Adaboost Regressor:
Adaboost combines multiple classifiers to increase the accuracy of classification. It is an iterative ensemble method. AdaBoost classifier builds a strong classifier by combining multiple poorly performing classifiers so that you will get high accuracy strong classifier. The basic concept behind Adaboost is to set the weights of classifiers and training the data sample in each iteration such that it ensures the accurate predictions of unusual observations.
1. Initially, Adaboost selects a training subset randomly.
2. It iteratively trains the AdaBoost machine learning model by selecting the training set based on the accurate prediction of the last training.
3. It assigns the higher weight to wrong classified observations so that in the next iteration these observations will get a high probability for classification.
4. Also, it assigns the weight to the trained classifier in each iteration according to the accuracy of the classifier. The more accurate classifier will get high weight.
5. This process iterates until the complete training data fits without any error or until it reached the specified maximum number of estimators.
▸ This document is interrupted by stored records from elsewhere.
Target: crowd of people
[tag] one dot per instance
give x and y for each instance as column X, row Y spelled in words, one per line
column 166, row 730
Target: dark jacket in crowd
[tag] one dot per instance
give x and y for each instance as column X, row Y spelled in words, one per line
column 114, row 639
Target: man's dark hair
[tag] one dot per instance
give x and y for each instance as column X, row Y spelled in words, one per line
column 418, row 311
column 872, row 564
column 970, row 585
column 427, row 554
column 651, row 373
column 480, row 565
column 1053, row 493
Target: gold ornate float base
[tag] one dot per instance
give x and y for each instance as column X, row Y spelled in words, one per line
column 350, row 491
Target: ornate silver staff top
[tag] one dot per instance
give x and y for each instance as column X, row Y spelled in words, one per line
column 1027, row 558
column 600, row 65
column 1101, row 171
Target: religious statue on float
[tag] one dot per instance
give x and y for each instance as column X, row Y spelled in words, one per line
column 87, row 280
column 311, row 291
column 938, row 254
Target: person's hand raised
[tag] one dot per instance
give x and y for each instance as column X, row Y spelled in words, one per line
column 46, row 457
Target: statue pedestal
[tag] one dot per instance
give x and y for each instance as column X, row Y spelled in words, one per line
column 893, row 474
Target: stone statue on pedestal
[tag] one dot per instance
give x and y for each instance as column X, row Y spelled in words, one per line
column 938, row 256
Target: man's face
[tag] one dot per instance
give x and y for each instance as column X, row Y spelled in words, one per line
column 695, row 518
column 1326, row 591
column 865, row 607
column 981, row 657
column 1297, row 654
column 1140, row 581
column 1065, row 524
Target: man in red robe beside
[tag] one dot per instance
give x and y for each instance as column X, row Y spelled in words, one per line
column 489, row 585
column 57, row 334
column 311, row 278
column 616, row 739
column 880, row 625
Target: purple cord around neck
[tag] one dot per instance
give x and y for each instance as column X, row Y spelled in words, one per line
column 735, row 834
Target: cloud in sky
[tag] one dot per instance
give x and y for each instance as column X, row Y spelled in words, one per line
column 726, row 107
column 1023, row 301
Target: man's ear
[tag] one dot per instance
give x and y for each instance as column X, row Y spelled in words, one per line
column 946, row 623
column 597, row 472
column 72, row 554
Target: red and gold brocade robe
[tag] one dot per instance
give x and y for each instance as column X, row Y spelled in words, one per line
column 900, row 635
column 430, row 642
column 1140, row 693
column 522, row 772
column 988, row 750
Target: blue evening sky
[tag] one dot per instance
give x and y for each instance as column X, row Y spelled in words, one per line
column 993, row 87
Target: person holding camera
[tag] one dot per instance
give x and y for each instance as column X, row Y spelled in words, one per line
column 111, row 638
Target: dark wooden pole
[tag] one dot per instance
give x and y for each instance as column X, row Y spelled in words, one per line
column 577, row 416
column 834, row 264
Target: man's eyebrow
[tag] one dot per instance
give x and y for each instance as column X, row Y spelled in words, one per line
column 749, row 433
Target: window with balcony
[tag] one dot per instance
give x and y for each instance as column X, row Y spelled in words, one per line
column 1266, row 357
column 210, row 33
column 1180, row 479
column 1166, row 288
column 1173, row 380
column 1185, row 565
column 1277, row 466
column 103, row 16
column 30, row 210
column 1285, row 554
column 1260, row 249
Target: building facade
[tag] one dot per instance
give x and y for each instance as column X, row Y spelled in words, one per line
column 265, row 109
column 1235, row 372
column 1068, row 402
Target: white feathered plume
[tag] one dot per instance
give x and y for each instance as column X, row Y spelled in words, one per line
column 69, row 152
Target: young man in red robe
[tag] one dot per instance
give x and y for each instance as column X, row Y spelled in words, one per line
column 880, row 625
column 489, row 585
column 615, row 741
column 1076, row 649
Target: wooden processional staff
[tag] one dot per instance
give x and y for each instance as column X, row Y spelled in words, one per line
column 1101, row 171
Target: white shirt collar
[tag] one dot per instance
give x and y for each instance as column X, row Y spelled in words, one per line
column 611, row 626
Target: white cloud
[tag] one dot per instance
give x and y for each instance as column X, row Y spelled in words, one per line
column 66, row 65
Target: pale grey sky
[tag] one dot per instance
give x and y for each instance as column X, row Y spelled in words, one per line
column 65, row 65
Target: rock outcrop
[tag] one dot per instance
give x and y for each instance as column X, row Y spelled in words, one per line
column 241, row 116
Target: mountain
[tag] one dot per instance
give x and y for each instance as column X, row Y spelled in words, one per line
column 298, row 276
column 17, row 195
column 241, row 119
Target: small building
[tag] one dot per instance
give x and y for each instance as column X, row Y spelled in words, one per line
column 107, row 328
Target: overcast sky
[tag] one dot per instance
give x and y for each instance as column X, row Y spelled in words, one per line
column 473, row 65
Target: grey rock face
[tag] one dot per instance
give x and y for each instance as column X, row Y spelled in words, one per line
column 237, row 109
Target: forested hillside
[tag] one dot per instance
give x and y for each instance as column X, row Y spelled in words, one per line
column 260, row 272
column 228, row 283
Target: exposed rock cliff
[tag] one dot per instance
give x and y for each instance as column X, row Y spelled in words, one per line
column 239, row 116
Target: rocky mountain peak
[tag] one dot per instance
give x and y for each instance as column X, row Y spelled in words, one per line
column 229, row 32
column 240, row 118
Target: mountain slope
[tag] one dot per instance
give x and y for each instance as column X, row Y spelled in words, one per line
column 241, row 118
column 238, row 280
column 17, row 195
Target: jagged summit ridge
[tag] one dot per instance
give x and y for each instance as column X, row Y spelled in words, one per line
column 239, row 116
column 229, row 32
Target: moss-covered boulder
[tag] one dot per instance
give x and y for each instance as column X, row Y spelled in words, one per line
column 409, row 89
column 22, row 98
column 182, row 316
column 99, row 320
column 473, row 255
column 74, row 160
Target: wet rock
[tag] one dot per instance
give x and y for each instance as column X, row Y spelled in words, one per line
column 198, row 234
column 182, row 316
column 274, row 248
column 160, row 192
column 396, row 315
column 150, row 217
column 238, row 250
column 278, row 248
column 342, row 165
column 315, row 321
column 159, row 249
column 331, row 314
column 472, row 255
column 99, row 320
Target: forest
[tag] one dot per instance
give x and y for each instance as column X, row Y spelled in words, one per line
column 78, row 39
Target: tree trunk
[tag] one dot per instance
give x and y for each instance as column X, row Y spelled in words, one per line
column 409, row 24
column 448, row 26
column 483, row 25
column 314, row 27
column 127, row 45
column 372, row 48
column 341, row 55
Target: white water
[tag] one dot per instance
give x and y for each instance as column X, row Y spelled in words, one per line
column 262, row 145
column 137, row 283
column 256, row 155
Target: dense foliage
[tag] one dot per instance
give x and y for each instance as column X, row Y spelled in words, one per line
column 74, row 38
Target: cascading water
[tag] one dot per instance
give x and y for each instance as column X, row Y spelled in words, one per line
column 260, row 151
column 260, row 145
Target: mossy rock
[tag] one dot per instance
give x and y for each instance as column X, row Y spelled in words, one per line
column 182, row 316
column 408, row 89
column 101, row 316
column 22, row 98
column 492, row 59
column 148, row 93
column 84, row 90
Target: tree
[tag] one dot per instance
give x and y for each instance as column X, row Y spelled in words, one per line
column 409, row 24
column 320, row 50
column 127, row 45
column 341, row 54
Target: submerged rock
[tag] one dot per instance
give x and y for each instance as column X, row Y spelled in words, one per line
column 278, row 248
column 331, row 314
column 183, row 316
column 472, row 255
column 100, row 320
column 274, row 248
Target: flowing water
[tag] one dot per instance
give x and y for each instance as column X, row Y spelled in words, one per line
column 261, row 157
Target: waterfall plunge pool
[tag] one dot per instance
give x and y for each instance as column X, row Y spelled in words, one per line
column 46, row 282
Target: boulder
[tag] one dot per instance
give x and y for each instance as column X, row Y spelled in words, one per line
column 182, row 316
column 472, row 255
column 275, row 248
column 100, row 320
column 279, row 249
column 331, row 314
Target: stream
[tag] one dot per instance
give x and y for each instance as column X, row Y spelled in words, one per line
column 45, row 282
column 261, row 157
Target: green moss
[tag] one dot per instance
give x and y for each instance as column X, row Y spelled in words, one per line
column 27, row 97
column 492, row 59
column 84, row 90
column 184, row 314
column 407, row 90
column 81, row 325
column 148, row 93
6. To classify, perform a "vote" across all of the learning algorithms you built.
Here the learning parameters that we chose for our model were:
Base estimator: Decision Tree Regressor with max depth as 4.
Learning Rate: 0.01
Number of estimators: 5000
Random State: 42
What do these tunable parameters mean:
base_estimator: object, optional (default=None) The base estimator from which the boosted ensemble is built. Support for sample weighting is required. If None, then the base estimator is DecisionTreeRegressor(max_depth=3)
n_estimators: integer, optional (default=50) The maximum number of estimators at which boosting is terminated. In case of a perfect fit, the learning procedure is stopped early.
learning_rate : float, optional (default=1.) The learning rate shrinks the contribution of each regressor by learning_rate. There is a trade-off between learning_rate and n_estimators.
random_state: int, RandomState instance or None, optional (default=None) If int, random_state is the seed used by the random number generator; If RandomState instance, random_state is the random number generator; If None, the random number generator is the RandomState instance used by np.random.